Barockmusik aus Süd und Nord
Anton Stecks „Orchestre héroique“bieten Werke von diesseits und jenseits der Alpen
TROSSINGEN (icks) - Rund 150 Musikliebhaber waren am Samstagabend im Hohner- Konzerthaus dabei: Vielleicht war es als Gruß zum Thronjubiläum der Queen zu verstehen, dass Pavane und Chaconne von Henry Purcell zu Beginn des zweistündigen Abends gespielt wurden. Das mal spritzige, mal innige Werk des „Orpheus britannicus“war von dem amerikanischen Musikwissenschaftler Franklin Zimmerman mit zwei getrennten Z-Nummern versehen worden, 752 und 730.
Ein Zeitsprung von 70 Jahren brachte die Zuhörer zur Sonate in dMoll von Johann Friedrich Fasch. Anton Steck ließ sein kostbares Instrument, 1658 von dem Tiroler Geigenbauer Jakob Stainer geschaffen, bei den beiden Allegro-Sätzen jubilieren. Manami Suzuki wechselte für dieses Stück von der Truhenorgel an das einmanualige Cembalo. Es war ihr Debut beim Orchestre héroique, sie begann unlängst ihr Masterstudium Cembalo/Generalbass an der Trossinger Musikhochschule.
Bis auf den Violinisten Christoph Timpe sind alle derzeitigen Orchestermitglieder eng mit Trossingen verbunden: entweder als Alumni, wie die herausragende Cellistin Kathrin Sutor, die Bratschistin Laura Jörres, der Violinist Alexey Fokin und der Bassist Soshi Nishimura, oder als Studentin wie die Violinistin Theresa Lechner. Dass sie perfekt harmonieren – oft reicht ein Blick, ein Kopfnicken für den Auftakt - zeigten die Musiker auch bei der fünfsätzigen Sonate aMoll des Norditalieners Giovanni Legrenzi. Dessen Opus 11 ist kurzweilig und bezaubert auch noch 350 Jahre später. Sicher einer der Höhepunkte des Abends war das älteste Werk, die „Canzone a tre violini col basso“des Venezianers Giovanni Rovetta.

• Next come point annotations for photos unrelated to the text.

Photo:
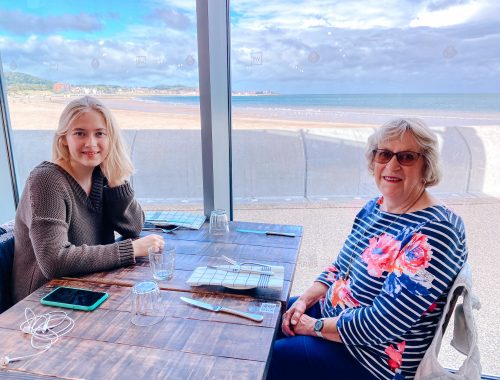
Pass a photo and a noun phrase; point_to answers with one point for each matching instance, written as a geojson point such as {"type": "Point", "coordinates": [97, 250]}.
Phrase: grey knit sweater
{"type": "Point", "coordinates": [60, 231]}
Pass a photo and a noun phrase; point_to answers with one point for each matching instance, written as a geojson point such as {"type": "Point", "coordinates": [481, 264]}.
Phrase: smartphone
{"type": "Point", "coordinates": [74, 298]}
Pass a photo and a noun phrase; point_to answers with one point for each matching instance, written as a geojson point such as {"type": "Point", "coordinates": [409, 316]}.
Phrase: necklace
{"type": "Point", "coordinates": [356, 246]}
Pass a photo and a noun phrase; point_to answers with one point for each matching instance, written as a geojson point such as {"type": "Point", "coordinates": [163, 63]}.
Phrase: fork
{"type": "Point", "coordinates": [164, 230]}
{"type": "Point", "coordinates": [265, 272]}
{"type": "Point", "coordinates": [236, 264]}
{"type": "Point", "coordinates": [263, 279]}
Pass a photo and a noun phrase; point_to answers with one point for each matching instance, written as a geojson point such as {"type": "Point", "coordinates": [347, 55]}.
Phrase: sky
{"type": "Point", "coordinates": [285, 46]}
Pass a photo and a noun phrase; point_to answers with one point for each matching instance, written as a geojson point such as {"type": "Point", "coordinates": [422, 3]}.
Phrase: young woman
{"type": "Point", "coordinates": [71, 207]}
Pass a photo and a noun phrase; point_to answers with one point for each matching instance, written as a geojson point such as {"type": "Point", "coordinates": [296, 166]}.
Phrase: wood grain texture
{"type": "Point", "coordinates": [189, 342]}
{"type": "Point", "coordinates": [193, 254]}
{"type": "Point", "coordinates": [74, 358]}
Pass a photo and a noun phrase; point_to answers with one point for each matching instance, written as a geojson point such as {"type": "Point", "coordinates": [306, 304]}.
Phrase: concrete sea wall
{"type": "Point", "coordinates": [282, 164]}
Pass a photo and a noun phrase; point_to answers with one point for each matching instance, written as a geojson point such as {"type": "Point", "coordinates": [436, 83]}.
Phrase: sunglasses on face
{"type": "Point", "coordinates": [405, 158]}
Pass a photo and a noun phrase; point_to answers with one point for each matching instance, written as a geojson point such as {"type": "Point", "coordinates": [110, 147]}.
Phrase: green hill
{"type": "Point", "coordinates": [24, 82]}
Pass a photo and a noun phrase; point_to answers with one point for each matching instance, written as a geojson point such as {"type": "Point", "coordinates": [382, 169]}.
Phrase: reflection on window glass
{"type": "Point", "coordinates": [140, 58]}
{"type": "Point", "coordinates": [312, 79]}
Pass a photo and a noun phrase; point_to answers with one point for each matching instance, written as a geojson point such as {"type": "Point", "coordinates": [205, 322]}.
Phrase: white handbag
{"type": "Point", "coordinates": [464, 336]}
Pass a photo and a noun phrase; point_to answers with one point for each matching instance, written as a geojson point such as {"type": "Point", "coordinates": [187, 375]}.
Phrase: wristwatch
{"type": "Point", "coordinates": [318, 326]}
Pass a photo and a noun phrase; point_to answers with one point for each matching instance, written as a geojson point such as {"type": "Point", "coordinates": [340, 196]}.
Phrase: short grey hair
{"type": "Point", "coordinates": [425, 138]}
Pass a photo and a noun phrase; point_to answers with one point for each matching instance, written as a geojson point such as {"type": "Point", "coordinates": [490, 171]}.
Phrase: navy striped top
{"type": "Point", "coordinates": [401, 271]}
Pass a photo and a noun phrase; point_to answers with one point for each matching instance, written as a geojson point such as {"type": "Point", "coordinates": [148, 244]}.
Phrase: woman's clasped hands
{"type": "Point", "coordinates": [141, 245]}
{"type": "Point", "coordinates": [295, 322]}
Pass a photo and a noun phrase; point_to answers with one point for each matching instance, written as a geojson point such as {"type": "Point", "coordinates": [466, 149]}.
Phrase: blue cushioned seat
{"type": "Point", "coordinates": [6, 260]}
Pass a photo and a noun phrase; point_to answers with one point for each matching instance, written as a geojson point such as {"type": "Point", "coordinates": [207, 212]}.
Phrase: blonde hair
{"type": "Point", "coordinates": [425, 138]}
{"type": "Point", "coordinates": [117, 164]}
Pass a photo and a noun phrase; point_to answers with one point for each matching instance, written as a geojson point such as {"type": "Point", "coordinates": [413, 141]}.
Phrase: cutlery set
{"type": "Point", "coordinates": [264, 271]}
{"type": "Point", "coordinates": [243, 267]}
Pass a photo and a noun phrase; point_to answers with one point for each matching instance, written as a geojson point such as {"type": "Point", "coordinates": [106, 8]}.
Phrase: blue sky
{"type": "Point", "coordinates": [310, 46]}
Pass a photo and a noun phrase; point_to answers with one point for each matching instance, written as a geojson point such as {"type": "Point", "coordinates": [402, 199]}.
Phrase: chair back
{"type": "Point", "coordinates": [6, 261]}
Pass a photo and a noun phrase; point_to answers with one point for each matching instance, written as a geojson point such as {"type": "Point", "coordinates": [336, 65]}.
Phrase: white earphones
{"type": "Point", "coordinates": [45, 330]}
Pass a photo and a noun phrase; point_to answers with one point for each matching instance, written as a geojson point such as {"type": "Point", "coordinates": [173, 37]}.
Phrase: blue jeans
{"type": "Point", "coordinates": [304, 357]}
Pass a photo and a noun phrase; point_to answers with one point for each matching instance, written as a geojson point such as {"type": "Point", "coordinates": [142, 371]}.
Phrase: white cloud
{"type": "Point", "coordinates": [453, 15]}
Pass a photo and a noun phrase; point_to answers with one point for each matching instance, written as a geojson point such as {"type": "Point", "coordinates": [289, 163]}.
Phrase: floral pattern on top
{"type": "Point", "coordinates": [333, 273]}
{"type": "Point", "coordinates": [395, 355]}
{"type": "Point", "coordinates": [380, 254]}
{"type": "Point", "coordinates": [409, 268]}
{"type": "Point", "coordinates": [342, 295]}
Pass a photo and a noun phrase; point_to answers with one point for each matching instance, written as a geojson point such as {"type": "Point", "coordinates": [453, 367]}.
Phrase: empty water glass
{"type": "Point", "coordinates": [147, 307]}
{"type": "Point", "coordinates": [162, 262]}
{"type": "Point", "coordinates": [219, 223]}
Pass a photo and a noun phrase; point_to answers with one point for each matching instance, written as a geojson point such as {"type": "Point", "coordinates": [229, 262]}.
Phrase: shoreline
{"type": "Point", "coordinates": [132, 113]}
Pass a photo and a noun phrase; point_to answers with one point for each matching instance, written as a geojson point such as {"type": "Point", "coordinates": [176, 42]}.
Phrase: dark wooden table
{"type": "Point", "coordinates": [188, 343]}
{"type": "Point", "coordinates": [195, 248]}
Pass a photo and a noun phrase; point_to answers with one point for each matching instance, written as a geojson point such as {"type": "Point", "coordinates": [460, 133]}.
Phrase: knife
{"type": "Point", "coordinates": [288, 234]}
{"type": "Point", "coordinates": [204, 305]}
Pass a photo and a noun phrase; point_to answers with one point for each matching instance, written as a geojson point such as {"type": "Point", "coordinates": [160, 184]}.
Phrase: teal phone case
{"type": "Point", "coordinates": [76, 306]}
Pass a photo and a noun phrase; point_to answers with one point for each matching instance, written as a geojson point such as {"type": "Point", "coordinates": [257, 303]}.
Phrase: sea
{"type": "Point", "coordinates": [440, 109]}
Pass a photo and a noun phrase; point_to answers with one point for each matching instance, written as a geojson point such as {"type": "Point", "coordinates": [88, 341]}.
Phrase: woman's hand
{"type": "Point", "coordinates": [141, 245]}
{"type": "Point", "coordinates": [292, 317]}
{"type": "Point", "coordinates": [305, 325]}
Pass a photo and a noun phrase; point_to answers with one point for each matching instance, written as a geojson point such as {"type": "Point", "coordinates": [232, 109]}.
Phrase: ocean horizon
{"type": "Point", "coordinates": [475, 103]}
{"type": "Point", "coordinates": [362, 109]}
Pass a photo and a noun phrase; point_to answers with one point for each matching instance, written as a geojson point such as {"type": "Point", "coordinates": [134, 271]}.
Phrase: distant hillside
{"type": "Point", "coordinates": [22, 82]}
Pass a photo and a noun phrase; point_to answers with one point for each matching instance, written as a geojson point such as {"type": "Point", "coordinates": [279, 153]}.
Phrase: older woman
{"type": "Point", "coordinates": [374, 311]}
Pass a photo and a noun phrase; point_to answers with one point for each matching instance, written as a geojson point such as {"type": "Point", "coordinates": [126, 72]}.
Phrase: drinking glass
{"type": "Point", "coordinates": [219, 223]}
{"type": "Point", "coordinates": [147, 307]}
{"type": "Point", "coordinates": [162, 262]}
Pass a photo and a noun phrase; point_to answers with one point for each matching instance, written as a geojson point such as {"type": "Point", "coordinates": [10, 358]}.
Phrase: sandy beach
{"type": "Point", "coordinates": [42, 113]}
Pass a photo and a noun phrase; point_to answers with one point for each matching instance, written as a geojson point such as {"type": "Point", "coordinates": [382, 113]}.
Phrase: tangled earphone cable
{"type": "Point", "coordinates": [45, 330]}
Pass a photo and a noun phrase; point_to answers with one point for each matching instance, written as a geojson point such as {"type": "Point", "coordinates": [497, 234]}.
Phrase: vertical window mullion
{"type": "Point", "coordinates": [215, 103]}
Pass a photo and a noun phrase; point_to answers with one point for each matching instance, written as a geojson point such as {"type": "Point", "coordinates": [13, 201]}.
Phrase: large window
{"type": "Point", "coordinates": [140, 58]}
{"type": "Point", "coordinates": [310, 81]}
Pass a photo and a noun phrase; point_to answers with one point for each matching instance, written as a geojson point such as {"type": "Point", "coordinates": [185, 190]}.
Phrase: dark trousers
{"type": "Point", "coordinates": [306, 357]}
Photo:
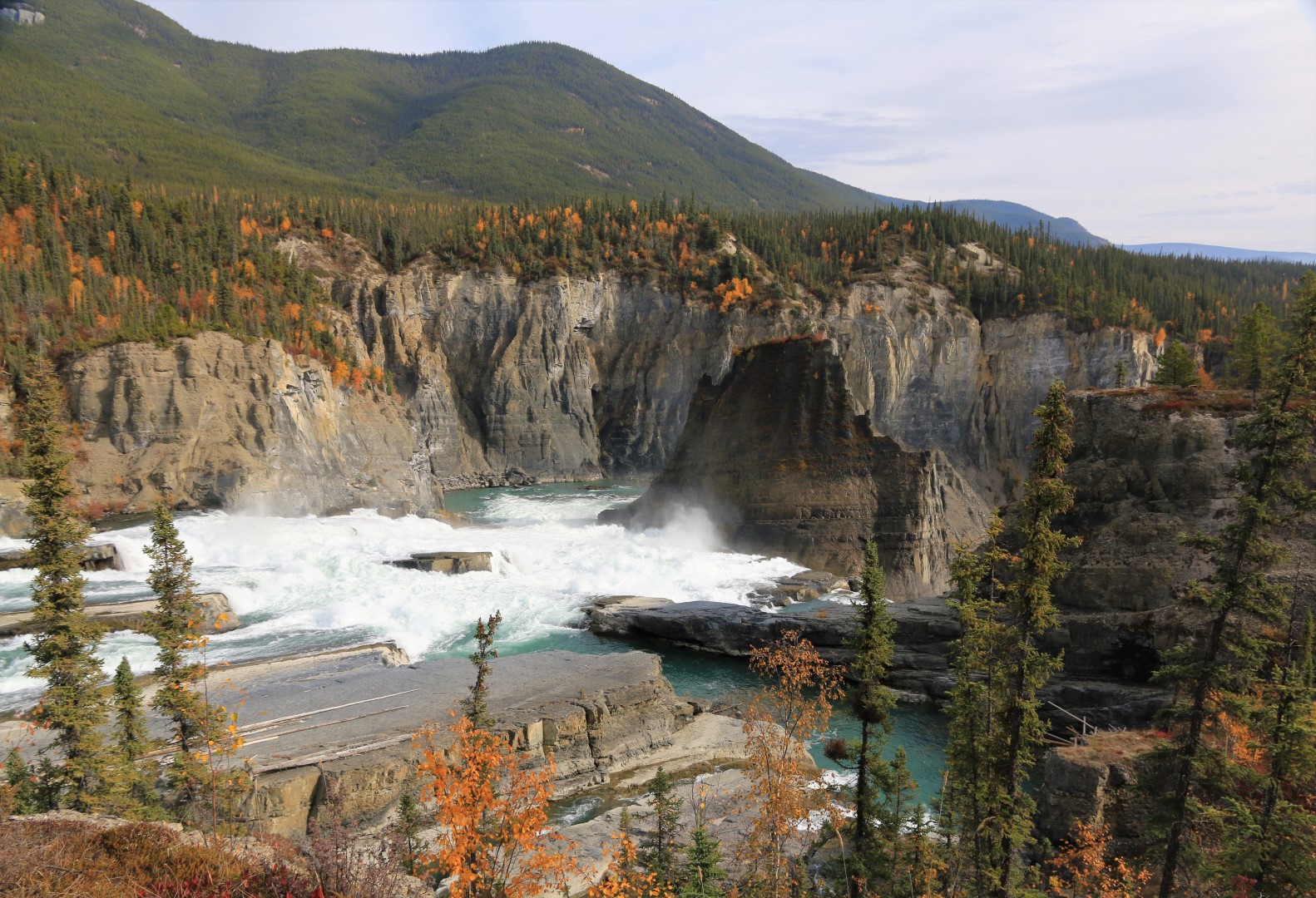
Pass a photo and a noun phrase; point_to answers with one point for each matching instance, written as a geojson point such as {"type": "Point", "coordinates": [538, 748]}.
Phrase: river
{"type": "Point", "coordinates": [307, 584]}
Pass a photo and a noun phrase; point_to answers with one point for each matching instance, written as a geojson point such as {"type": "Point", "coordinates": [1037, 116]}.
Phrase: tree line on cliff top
{"type": "Point", "coordinates": [86, 262]}
{"type": "Point", "coordinates": [1228, 794]}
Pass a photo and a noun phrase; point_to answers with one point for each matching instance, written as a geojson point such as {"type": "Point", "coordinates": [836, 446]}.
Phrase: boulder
{"type": "Point", "coordinates": [1094, 782]}
{"type": "Point", "coordinates": [216, 615]}
{"type": "Point", "coordinates": [449, 563]}
{"type": "Point", "coordinates": [94, 558]}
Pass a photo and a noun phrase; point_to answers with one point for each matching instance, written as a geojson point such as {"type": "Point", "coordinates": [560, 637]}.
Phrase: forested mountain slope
{"type": "Point", "coordinates": [112, 84]}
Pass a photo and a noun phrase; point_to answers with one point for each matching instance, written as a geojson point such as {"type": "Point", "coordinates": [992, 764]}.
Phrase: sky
{"type": "Point", "coordinates": [1145, 120]}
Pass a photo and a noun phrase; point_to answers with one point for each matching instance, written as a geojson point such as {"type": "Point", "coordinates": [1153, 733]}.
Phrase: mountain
{"type": "Point", "coordinates": [1224, 253]}
{"type": "Point", "coordinates": [1013, 215]}
{"type": "Point", "coordinates": [115, 84]}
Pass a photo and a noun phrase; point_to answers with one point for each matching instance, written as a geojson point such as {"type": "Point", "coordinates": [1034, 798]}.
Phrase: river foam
{"type": "Point", "coordinates": [307, 584]}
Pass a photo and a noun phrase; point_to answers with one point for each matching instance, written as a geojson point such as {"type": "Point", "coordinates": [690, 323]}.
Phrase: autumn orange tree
{"type": "Point", "coordinates": [794, 708]}
{"type": "Point", "coordinates": [491, 807]}
{"type": "Point", "coordinates": [626, 877]}
{"type": "Point", "coordinates": [1085, 866]}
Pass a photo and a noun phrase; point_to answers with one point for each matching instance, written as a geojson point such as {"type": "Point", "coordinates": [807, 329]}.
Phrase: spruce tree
{"type": "Point", "coordinates": [1270, 830]}
{"type": "Point", "coordinates": [1004, 603]}
{"type": "Point", "coordinates": [65, 642]}
{"type": "Point", "coordinates": [475, 706]}
{"type": "Point", "coordinates": [1215, 674]}
{"type": "Point", "coordinates": [874, 644]}
{"type": "Point", "coordinates": [705, 873]}
{"type": "Point", "coordinates": [1175, 367]}
{"type": "Point", "coordinates": [25, 787]}
{"type": "Point", "coordinates": [660, 847]}
{"type": "Point", "coordinates": [129, 725]}
{"type": "Point", "coordinates": [131, 793]}
{"type": "Point", "coordinates": [1032, 613]}
{"type": "Point", "coordinates": [176, 624]}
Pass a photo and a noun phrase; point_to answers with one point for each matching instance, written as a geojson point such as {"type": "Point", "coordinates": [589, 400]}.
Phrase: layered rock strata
{"type": "Point", "coordinates": [352, 719]}
{"type": "Point", "coordinates": [216, 615]}
{"type": "Point", "coordinates": [565, 377]}
{"type": "Point", "coordinates": [103, 556]}
{"type": "Point", "coordinates": [214, 422]}
{"type": "Point", "coordinates": [500, 382]}
{"type": "Point", "coordinates": [779, 456]}
{"type": "Point", "coordinates": [1096, 782]}
{"type": "Point", "coordinates": [920, 669]}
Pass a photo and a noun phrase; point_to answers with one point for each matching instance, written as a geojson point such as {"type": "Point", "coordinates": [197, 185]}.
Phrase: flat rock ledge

Christoph Timpe, 1961 in Freiburg geboren, erläuterte den grundsätzlichen Unterschied zwischen der venezianischen und der römischen Schule der Barockmusik: „kurzweilig, ja exotisch“die Werke der ersteren, „langatmig, breit gefasst“der zweiten. Das Orchester zeigte dies mit zwei in London entstandenen Werken von Francesco Xaverio Geminiani, der späteren, römischen Epoche zugehörig. Zunächst erklang eines seiner zwölf Concerti grossi nach Corellis Violinsonaten, bei dem sich das Cello aus der Rolle des Continuo zu befreien und mit Stecks Geige zu flirten schien. Dann das Concerto e-Moll, Opus 3 Nr. 3. Kühn wirkten die ersten Takte des „Adagio e staccato“, gravitätisch das Adagio.
Von London nach Nürnberg ging es mit Johann Pachelbels bekanntem Canon und Gigue in D-Dur, einem faszinierenden Klanggewebe. Alter schützt vor Scherzi nicht, könnte man zu dem letzten Programmpunkt sagen: Georg Philipp Telemann war 86 Jahre alt, als er das Divertimento ADur komponierte.
Das Orchestre héroique ließ nach dem furiosen Presto die sechs Scherzi erklingen, wie der „getreue Musikmeister der Deutschen“es vorgegeben hatte, mal tapfer, mal allegro di molto oder lieto, also herzerfrischend. Als Dank für den langanhaltenden Beifall wiederholte das Orchester einen Satz aus Geminianos Concerto.